Life With Sudden Death (Counterpoint) by Michael Downing is my favorite non-music, non-comics memoir of the year. It's a fascinating tale of unintended medical torture and the weird indifference of the universe told by an author living with a condition that can cease his existence at any time. At age 45, a scrap of his DNA came up as a mutation, though Downing was feeling just fine and in proper shape. This begins a search into the genetic curse of his lineage, and a complicated series of relationships with doctors who feel compelled to solve this mystery. In terms of telling a tale of our time, the information on his insurance company alone is enough to put anyone on the side of reform. "I was repeatedly told that everything possible was being done for my own good, and yet I seemed to be the only person involved in the project who was not prospering." It's this central view of mordant acceptance that makes the title of this book a story we could all relate to, even if it's horribly peculiar.
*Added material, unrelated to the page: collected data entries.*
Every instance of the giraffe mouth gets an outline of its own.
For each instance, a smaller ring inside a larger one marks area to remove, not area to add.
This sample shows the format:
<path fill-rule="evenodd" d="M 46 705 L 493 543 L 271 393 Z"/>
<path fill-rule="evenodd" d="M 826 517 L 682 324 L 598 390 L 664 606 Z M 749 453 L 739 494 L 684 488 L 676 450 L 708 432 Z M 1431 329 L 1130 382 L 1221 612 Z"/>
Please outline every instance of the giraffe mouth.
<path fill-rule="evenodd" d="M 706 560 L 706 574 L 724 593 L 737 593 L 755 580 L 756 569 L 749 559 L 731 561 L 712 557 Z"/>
How To Be Inappropriate by Daniel Nester is my choice for humorous essay collection of the year, starring a writer unafraid to put himself in tawdry, humiliating positions to be able to personally describe them and the feelings created by them. Another sharp creative non-fiction release from Soft Skull, this is a breeze of a read, rhapsodizing on the Bon Jovi-made-famous "talk box" (think "Livin' On A Prayer"), Christians who consciously adore their own kitsch, a "fartspotter's guide to passings of the wind," a query into the footlicking fetish and his wife's hilariously inimical response to it, and what happened when Gene Simmons of KISS was interviewed by NPR's Terry Gross (in the form of a robot), and the failure that was his own rock band, Fear Itself. There's a lot of fucking up here, but keenly makes lemon-grenades out of lemon peelings, or something.